Support for new cards in Apple Pay – Not only has Apple Pay been made available outside the US, it is also set to become more useful than before. On devices running on iOS 9, users will be able to add and store reward programs and credit card information (for cards issued from stores) in Apple Pay. Passbook has been replaced by Wallet – a new, more secure service. To add to the convenience of users, Apple Maps will indicate the merchants which support payments via Apple Pay.
Smarter keyboard solutions – The keyboards in iOS 7 and iOS 8 devices have copped quite a bit of criticisms – from users and iOS app development experts alike. Those up top has clearly taken notice, and the announcement of a significantly tweaked keyboard for iOS 9 has been the result. While the newly-introduced support for third-party keyboard shortcuts and swipe gestures will all be handy – the ‘Shift The Entire Keyboard’ option is the most interesting.

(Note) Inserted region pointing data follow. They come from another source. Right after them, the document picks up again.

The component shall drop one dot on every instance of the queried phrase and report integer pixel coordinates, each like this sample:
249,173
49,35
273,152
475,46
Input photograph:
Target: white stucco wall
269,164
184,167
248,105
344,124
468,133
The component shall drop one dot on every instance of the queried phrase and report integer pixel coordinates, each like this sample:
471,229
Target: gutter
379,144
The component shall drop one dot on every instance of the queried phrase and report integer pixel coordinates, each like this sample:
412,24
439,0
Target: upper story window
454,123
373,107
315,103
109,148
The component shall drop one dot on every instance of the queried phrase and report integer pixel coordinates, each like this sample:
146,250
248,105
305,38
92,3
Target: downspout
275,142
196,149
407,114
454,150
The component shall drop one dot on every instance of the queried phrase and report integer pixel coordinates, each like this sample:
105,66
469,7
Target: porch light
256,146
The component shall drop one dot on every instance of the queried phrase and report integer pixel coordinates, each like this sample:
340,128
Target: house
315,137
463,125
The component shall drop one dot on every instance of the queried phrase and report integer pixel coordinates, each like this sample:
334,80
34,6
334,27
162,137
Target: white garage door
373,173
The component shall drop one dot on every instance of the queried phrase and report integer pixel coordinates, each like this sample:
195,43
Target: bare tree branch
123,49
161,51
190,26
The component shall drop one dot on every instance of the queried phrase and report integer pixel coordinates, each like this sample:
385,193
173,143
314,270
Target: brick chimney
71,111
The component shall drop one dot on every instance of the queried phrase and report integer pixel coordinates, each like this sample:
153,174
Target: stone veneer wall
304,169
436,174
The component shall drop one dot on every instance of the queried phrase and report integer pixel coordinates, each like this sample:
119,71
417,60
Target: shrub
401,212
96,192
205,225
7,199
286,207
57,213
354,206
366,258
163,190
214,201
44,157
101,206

The complaints about the ‘Shift’ tab will stop and people will be able to type more quickly and accurately. The improvements in the iOS keyboard is also a telltale sign that Apple is working on a high-end iPad Pro (which might just be like a mini-Mac).
HomeKit’s reach gets wider – No longer is HomeKit limited to Apple TV. At WWDC 2015, it was announced that users could connect their iPhones/iPads via cloud – and then use the HomeKit app. The range of functions of HomeKit has also been expanded, with security setups and motion sensors being adjustable by this app too. The new HomeKit version gives greater control to users to monitor things at their home, through a range of iDevices.
Native support for Watch app developers – Till now, all apps for Apple Watch had to be paired with the iPhone. This over-reliance of the smartwatch on the smartphone will be done away with by WatchOS 2. On the platform, developers will be able to create native applications for Watch. Features like Digital Crown and Motion Sensor, hitherto out-of-bounds for third-party mobile app companies, can also be integrated in apps optimized for the WatchOS 2 platform.
Staying with Apple Watch for the moment, the all-new Complications feature has been included to let wearers play around with watch faces. The memory requirement for installing iOS 9 will be 1.3 GB – considerably less than the 4.9 GB needed for upgrading to iOS 8. The no-show of the new Apple TV at WWDC 2015 was a bit of a disappointment though, but it is being widely expected that the new set-top box (together with developer toolkit and remote control) will be released before the end of the year.
Which of the above announcements at this year’s WWDC is the most exciting?